In-Depth
Vendors Respond to De-Duplication Concerns (Part 3 of 3)
Vendors offer their opinions on staying out of legal hot water to where to expand the use of de-duplication technologies.
In our previous column (see http://esj.com/Storage/article.aspx?EditorialsID=3200), we reviewed the responses by several vendors of de-duplication products to a questionnaire that posed common consumer questions about the often-confusing technology. Specifically, we summarized responses from Network Appliance, Exagrid, Data Storage Group, COPAN Systems, Symantec, Permabit, and IBM regarding types of de-duplication and criteria for selecting the right de-duplication solution for your company.
Creating categories to describe different de-duplication methods proved challenging. References were made by vendors to "inline" versus "post-processing" approaches, to "client-side" versus "target-side" de-duplication, and to the focus of de-duplication processes -- files, byte streams, and blocks -- in an effort to create product categories. Generally speaking, these differentiators only complicated the analysis rather than adding clarity to the discussion.
Vendor-suggested criteria for selecting products ranged from comparing resource requirements, ingestion rates, and potential compression ratios to raising the specter of doubt over the impact of certain de-duplication approaches on data integrity.
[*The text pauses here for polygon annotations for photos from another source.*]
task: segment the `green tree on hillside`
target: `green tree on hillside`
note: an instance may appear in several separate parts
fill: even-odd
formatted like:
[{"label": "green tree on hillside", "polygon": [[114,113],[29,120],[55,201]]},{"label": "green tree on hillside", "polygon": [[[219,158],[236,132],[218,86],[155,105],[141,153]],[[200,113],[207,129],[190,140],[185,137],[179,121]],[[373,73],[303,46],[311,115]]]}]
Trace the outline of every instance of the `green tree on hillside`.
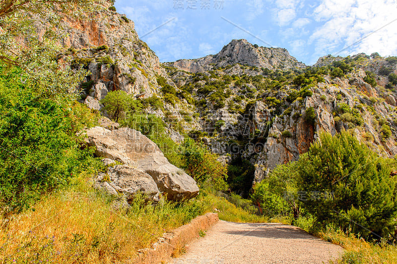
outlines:
[{"label": "green tree on hillside", "polygon": [[78,103],[38,97],[20,69],[0,72],[1,214],[28,207],[84,169],[92,153],[75,135],[95,118]]},{"label": "green tree on hillside", "polygon": [[126,117],[126,112],[133,104],[131,95],[120,90],[110,92],[101,102],[104,106],[104,110],[116,122]]},{"label": "green tree on hillside", "polygon": [[193,139],[185,139],[184,147],[184,168],[199,185],[209,181],[216,190],[224,191],[227,189],[225,182],[227,168],[217,160],[217,155],[200,147]]}]

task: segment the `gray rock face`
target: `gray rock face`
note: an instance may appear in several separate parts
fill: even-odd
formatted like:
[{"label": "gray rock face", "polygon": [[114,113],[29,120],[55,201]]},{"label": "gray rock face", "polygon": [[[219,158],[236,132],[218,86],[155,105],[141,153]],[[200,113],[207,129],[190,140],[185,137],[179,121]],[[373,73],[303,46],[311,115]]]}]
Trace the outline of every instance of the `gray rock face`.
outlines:
[{"label": "gray rock face", "polygon": [[272,69],[304,68],[305,65],[291,56],[285,49],[254,46],[245,39],[234,40],[216,55],[196,60],[181,60],[167,64],[179,69],[198,72],[234,64]]},{"label": "gray rock face", "polygon": [[99,111],[103,107],[103,105],[101,104],[99,100],[92,96],[87,96],[84,103],[89,108],[95,110]]},{"label": "gray rock face", "polygon": [[140,132],[127,128],[111,131],[96,127],[86,133],[86,141],[96,147],[97,156],[147,173],[169,199],[190,199],[198,194],[195,180],[170,163],[157,145]]},{"label": "gray rock face", "polygon": [[110,167],[107,173],[100,173],[94,181],[95,187],[113,195],[122,194],[123,199],[129,203],[138,192],[146,195],[148,200],[159,199],[159,192],[153,178],[147,173],[128,165]]}]

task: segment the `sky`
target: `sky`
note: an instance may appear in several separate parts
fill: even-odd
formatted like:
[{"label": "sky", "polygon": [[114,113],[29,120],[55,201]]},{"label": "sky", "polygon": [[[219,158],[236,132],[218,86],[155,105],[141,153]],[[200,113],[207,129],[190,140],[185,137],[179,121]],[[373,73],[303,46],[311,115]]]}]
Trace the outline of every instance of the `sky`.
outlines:
[{"label": "sky", "polygon": [[216,54],[233,39],[328,54],[397,55],[397,0],[116,0],[161,62]]}]

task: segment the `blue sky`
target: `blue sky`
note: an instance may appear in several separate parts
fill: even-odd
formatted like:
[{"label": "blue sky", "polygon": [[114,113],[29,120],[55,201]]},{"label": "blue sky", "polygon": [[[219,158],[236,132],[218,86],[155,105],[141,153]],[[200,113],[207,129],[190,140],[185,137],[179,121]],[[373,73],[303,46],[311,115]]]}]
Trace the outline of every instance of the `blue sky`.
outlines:
[{"label": "blue sky", "polygon": [[308,65],[328,54],[397,55],[397,0],[116,0],[115,5],[161,62],[215,54],[239,39],[285,48]]}]

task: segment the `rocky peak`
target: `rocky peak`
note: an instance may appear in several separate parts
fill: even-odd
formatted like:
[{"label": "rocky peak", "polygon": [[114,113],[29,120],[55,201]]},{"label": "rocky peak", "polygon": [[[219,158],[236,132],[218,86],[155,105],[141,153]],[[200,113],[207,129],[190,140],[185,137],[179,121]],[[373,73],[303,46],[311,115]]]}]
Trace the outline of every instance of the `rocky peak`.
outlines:
[{"label": "rocky peak", "polygon": [[245,39],[232,40],[216,55],[196,60],[181,60],[166,64],[191,72],[202,72],[235,64],[269,69],[304,68],[306,66],[291,56],[285,49],[260,47]]}]

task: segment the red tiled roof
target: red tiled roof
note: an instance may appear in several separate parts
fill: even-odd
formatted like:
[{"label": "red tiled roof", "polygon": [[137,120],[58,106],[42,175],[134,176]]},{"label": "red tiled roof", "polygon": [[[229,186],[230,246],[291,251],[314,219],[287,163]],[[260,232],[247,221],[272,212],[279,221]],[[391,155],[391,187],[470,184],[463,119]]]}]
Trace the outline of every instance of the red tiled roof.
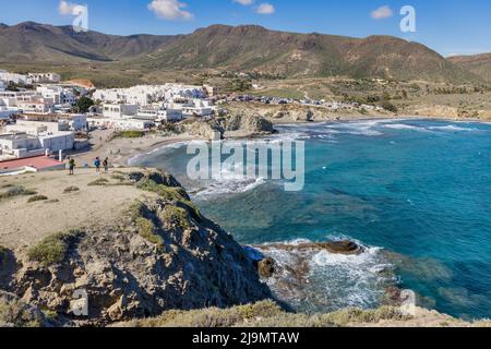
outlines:
[{"label": "red tiled roof", "polygon": [[61,164],[63,164],[63,163],[53,160],[47,156],[36,156],[36,157],[29,157],[29,158],[25,158],[25,159],[0,161],[0,170],[22,168],[22,167],[26,167],[26,166],[34,167],[38,170],[43,170],[43,169],[47,169],[50,167],[60,166]]}]

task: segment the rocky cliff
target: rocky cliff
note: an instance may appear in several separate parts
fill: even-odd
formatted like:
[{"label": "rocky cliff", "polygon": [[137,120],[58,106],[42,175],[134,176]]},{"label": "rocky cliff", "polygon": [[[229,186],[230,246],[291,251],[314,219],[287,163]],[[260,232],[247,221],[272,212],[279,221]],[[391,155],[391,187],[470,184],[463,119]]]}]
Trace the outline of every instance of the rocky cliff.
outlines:
[{"label": "rocky cliff", "polygon": [[[19,185],[8,181],[0,184],[5,192]],[[55,189],[60,182],[73,185]],[[41,222],[36,231],[32,216],[31,231],[21,231],[17,239],[16,222],[3,220],[0,233],[0,288],[9,292],[3,299],[43,310],[58,325],[106,325],[171,309],[227,308],[272,298],[242,246],[203,217],[167,173],[124,170],[100,177],[84,171],[69,178],[53,172],[23,183],[38,195],[0,200],[2,219],[13,219],[4,213],[23,206],[26,214],[40,210],[47,220],[61,206],[83,213],[67,216],[73,226],[59,232]],[[105,202],[105,208],[96,209],[105,210],[100,216],[91,212],[99,198]],[[85,305],[88,314],[77,316]],[[38,318],[32,317],[27,323]]]}]

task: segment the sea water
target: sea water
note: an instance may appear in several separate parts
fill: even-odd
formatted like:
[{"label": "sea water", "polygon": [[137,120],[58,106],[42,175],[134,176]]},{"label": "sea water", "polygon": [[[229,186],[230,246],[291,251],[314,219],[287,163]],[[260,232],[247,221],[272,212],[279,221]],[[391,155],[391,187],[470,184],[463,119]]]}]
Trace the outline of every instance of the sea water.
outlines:
[{"label": "sea water", "polygon": [[270,280],[299,310],[376,306],[395,285],[443,313],[491,317],[491,124],[375,120],[279,131],[270,141],[306,142],[301,192],[227,173],[190,181],[185,144],[133,163],[176,174],[243,244],[348,238],[366,246],[359,256],[270,250],[280,264],[304,265],[301,281],[291,273]]}]

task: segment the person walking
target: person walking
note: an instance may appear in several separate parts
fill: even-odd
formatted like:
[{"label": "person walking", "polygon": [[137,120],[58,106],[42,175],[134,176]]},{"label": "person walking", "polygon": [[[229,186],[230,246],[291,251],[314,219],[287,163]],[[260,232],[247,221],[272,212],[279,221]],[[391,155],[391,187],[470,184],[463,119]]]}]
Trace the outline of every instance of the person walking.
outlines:
[{"label": "person walking", "polygon": [[100,173],[100,158],[96,157],[96,159],[94,160],[94,166],[96,168],[96,172]]},{"label": "person walking", "polygon": [[75,159],[73,157],[69,158],[69,176],[73,176],[75,173]]},{"label": "person walking", "polygon": [[104,167],[104,173],[108,173],[109,172],[109,158],[105,158],[103,161],[103,167]]}]

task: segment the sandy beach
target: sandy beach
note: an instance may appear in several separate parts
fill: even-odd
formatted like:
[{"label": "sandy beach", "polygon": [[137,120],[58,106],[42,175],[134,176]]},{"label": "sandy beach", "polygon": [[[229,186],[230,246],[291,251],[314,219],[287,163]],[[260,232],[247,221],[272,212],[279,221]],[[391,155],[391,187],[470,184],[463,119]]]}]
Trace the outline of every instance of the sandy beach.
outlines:
[{"label": "sandy beach", "polygon": [[161,136],[146,135],[141,139],[113,139],[107,137],[107,131],[96,131],[92,135],[92,148],[87,152],[73,155],[77,167],[92,166],[94,158],[109,158],[111,167],[128,167],[128,161],[132,157],[152,152],[156,148],[178,143],[195,140],[189,135]]},{"label": "sandy beach", "polygon": [[[444,120],[451,122],[487,122],[487,120],[480,119],[470,119],[470,118],[452,118],[452,117],[443,117],[443,116],[415,116],[415,115],[383,115],[378,117],[368,117],[361,115],[346,115],[339,116],[336,118],[326,117],[325,119],[318,119],[311,122],[307,122],[304,120],[291,120],[288,119],[270,119],[271,122],[275,125],[285,125],[285,124],[315,124],[322,122],[356,122],[356,121],[367,121],[367,120]],[[189,134],[182,135],[171,135],[164,136],[157,134],[148,134],[144,137],[140,139],[123,139],[116,137],[111,139],[112,131],[104,130],[104,131],[94,131],[91,134],[91,148],[73,154],[76,161],[76,166],[80,167],[92,167],[95,157],[99,157],[101,159],[109,158],[110,167],[129,167],[129,160],[137,155],[151,153],[157,148],[160,148],[166,145],[170,145],[179,142],[190,142],[199,140],[196,136],[192,136]],[[247,139],[250,134],[237,131],[237,132],[227,132],[226,139],[237,140],[237,139]]]}]

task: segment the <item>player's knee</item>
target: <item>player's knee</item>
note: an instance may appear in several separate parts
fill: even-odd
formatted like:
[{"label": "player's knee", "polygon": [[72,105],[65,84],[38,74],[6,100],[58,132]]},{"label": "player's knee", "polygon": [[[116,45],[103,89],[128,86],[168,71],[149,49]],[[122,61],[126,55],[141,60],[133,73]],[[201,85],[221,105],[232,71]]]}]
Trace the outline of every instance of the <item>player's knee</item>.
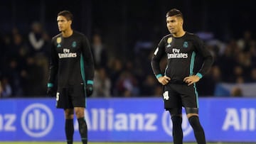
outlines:
[{"label": "player's knee", "polygon": [[186,107],[185,108],[186,113],[198,113],[198,108],[191,108],[191,107]]},{"label": "player's knee", "polygon": [[78,118],[85,117],[85,111],[83,109],[75,109],[75,116]]},{"label": "player's knee", "polygon": [[188,121],[194,131],[200,131],[202,129],[202,126],[200,123],[198,116],[191,116],[188,118]]},{"label": "player's knee", "polygon": [[182,117],[180,115],[175,115],[171,116],[171,121],[173,126],[181,126]]}]

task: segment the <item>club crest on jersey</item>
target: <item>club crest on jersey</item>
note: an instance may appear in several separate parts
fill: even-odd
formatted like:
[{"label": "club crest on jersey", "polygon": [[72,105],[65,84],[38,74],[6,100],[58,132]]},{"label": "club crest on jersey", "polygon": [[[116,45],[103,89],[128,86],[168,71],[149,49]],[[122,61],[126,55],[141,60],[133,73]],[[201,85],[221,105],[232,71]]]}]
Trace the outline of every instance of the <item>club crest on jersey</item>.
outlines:
[{"label": "club crest on jersey", "polygon": [[61,38],[60,37],[57,38],[56,42],[57,42],[57,48],[60,48]]},{"label": "club crest on jersey", "polygon": [[61,38],[60,37],[57,38],[56,42],[57,42],[57,43],[61,43]]},{"label": "club crest on jersey", "polygon": [[167,43],[168,43],[168,44],[170,44],[170,43],[171,43],[171,41],[172,41],[172,38],[169,38],[167,39]]},{"label": "club crest on jersey", "polygon": [[76,47],[76,42],[75,41],[73,41],[73,43],[72,43],[72,48],[75,48]]},{"label": "club crest on jersey", "polygon": [[183,43],[183,47],[184,48],[188,48],[188,42],[185,41],[185,42]]},{"label": "club crest on jersey", "polygon": [[170,48],[170,47],[171,47],[171,41],[172,41],[172,38],[169,38],[167,39],[167,43],[168,43],[167,48]]}]

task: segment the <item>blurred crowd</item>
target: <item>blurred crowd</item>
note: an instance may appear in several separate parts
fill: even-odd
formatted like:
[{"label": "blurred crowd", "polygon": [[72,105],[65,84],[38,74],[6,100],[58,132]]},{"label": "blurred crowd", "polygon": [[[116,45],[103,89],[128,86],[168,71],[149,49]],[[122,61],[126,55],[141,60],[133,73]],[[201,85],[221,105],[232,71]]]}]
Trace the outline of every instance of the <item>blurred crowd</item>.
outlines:
[{"label": "blurred crowd", "polygon": [[[222,42],[207,33],[198,33],[215,57],[210,71],[198,84],[201,96],[214,96],[219,83],[256,82],[256,41],[250,31],[238,39]],[[1,33],[0,97],[46,96],[51,36],[40,23],[21,33],[14,28]],[[137,42],[132,57],[113,55],[100,33],[88,36],[95,65],[92,97],[160,96],[162,87],[151,69],[150,61],[159,40]],[[197,58],[200,64],[201,60]],[[164,70],[166,61],[161,67]],[[199,69],[200,65],[196,65]],[[242,96],[236,87],[233,96]]]}]

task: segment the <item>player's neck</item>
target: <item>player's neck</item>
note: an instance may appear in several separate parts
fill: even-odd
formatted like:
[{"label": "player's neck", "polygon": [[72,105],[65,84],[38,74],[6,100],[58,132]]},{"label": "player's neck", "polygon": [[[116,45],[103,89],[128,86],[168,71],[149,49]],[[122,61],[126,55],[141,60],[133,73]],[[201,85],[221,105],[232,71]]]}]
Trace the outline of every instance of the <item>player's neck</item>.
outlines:
[{"label": "player's neck", "polygon": [[174,36],[174,38],[181,38],[181,37],[182,37],[183,35],[184,35],[185,33],[186,33],[186,31],[184,31],[183,30],[182,30],[182,31],[178,31],[178,32],[177,32],[177,33],[173,33],[173,36]]},{"label": "player's neck", "polygon": [[70,37],[71,36],[71,35],[73,34],[73,31],[70,28],[70,29],[68,29],[66,31],[62,31],[61,33],[62,33],[62,35],[63,37],[64,38],[68,38],[68,37]]}]

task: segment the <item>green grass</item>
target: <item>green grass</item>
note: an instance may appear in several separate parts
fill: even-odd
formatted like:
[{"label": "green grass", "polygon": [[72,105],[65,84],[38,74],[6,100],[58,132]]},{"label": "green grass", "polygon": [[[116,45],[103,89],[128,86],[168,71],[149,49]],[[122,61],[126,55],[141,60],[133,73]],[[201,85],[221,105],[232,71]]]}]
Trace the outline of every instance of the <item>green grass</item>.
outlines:
[{"label": "green grass", "polygon": [[[1,144],[65,144],[65,142],[1,142]],[[74,142],[73,144],[81,144],[81,142]],[[123,143],[123,142],[89,142],[88,144],[172,144],[172,143]],[[184,143],[183,144],[196,144],[195,143]],[[207,144],[238,144],[232,143],[208,143]],[[239,144],[243,144],[239,143]]]}]

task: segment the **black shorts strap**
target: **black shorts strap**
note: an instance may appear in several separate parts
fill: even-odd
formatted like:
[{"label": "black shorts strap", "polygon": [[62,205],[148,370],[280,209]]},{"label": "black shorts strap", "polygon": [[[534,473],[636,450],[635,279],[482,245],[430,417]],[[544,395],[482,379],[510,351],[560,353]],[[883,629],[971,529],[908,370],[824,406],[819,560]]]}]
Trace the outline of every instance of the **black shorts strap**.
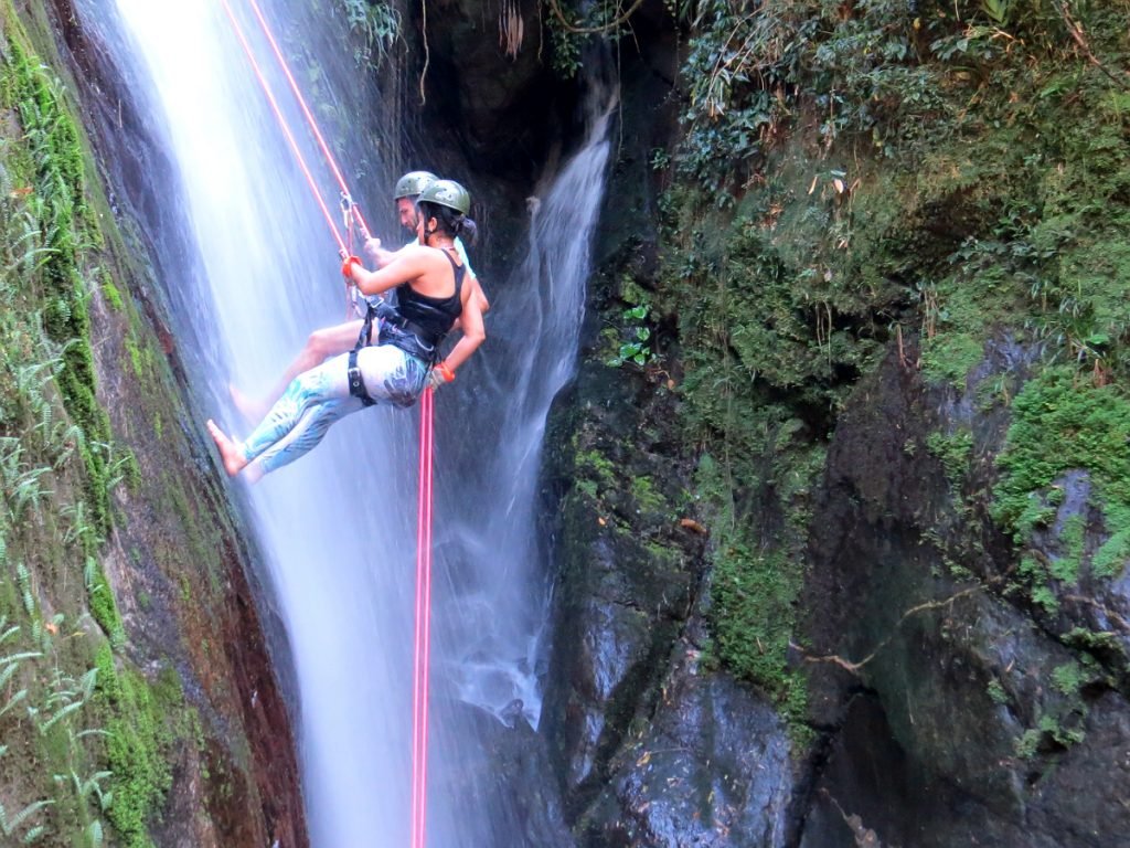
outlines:
[{"label": "black shorts strap", "polygon": [[365,379],[360,375],[360,369],[357,367],[357,352],[362,347],[363,345],[358,345],[349,352],[349,370],[346,371],[346,378],[349,380],[349,393],[358,398],[365,406],[373,406],[376,401],[365,391]]}]

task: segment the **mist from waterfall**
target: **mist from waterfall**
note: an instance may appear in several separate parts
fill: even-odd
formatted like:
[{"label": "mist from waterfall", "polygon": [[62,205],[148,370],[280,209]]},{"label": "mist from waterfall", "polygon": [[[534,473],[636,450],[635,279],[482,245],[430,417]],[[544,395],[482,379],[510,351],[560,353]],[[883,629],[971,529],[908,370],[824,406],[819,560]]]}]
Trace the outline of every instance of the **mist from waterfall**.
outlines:
[{"label": "mist from waterfall", "polygon": [[[301,130],[249,6],[232,5]],[[298,6],[278,2],[269,14],[285,20]],[[228,382],[264,392],[312,329],[346,318],[337,245],[219,0],[79,0],[79,10],[119,45],[138,110],[175,165],[177,184],[162,193],[179,204],[172,219],[180,217],[192,249],[160,284],[194,364],[194,397],[207,407],[197,423],[215,417],[243,435],[249,424]],[[346,43],[344,21],[322,25],[330,29],[311,32],[307,47],[315,45],[329,86],[356,85],[353,55],[332,46]],[[607,110],[593,118],[584,148],[531,200],[528,258],[505,283],[484,280],[494,303],[488,340],[436,396],[429,770],[437,780],[479,744],[460,702],[537,722],[548,592],[536,537],[538,464],[549,405],[574,370],[608,120]],[[332,208],[336,185],[307,133],[296,136]],[[351,188],[372,194],[355,199],[371,224],[384,218],[381,234],[395,244],[407,234],[389,223],[391,167],[371,159],[366,184]],[[233,484],[293,654],[316,848],[409,841],[418,415],[379,407],[349,416],[258,486]],[[518,845],[496,832],[499,820],[505,814],[489,806],[429,794],[429,845]]]}]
One vendor emphasized cost savings for storing de-duplicated data as a key criterion, citing highly questionable analyst calculations of data-growth rates and the cost per GB of primary storage to underscore his case.
This column picks up the discussion with questions about the broader impact of de-duplication on information governance, business continuity, and storage operations. An issue on the minds of many consumers concerns the potential problems raised by de-duplication in the area of regulatory requirements around data immutability and non-repudiation.
Staying out of Trouble
Does the process of de-duplicating data change it in such a way that you might find yourself in trouble with regulators, auditors, or lawyers? Most respondents suggested that it doesn't.
Exagrid's spokesperson said that he had not heard of any issues. He insisted that since all data can be restored at any point in time using a hash table, he doubted that any problems would present themselves in a court of law.
Data Storage Group agreed with this assessment, noting "As long as the immutability of the content can be assured, de-duplication should be acceptable and can be used in conjunction with digital signatures (one or more) and/or write once media formats for non-repudiation requirements." They added that "the management practices for compliance and non-repudiation requirements do not change with the application of de-dupe," also suggesting that source-based de-duplication might even add an additional level of data integrity by providing content verification when de-duplicated data is written to the target storage media.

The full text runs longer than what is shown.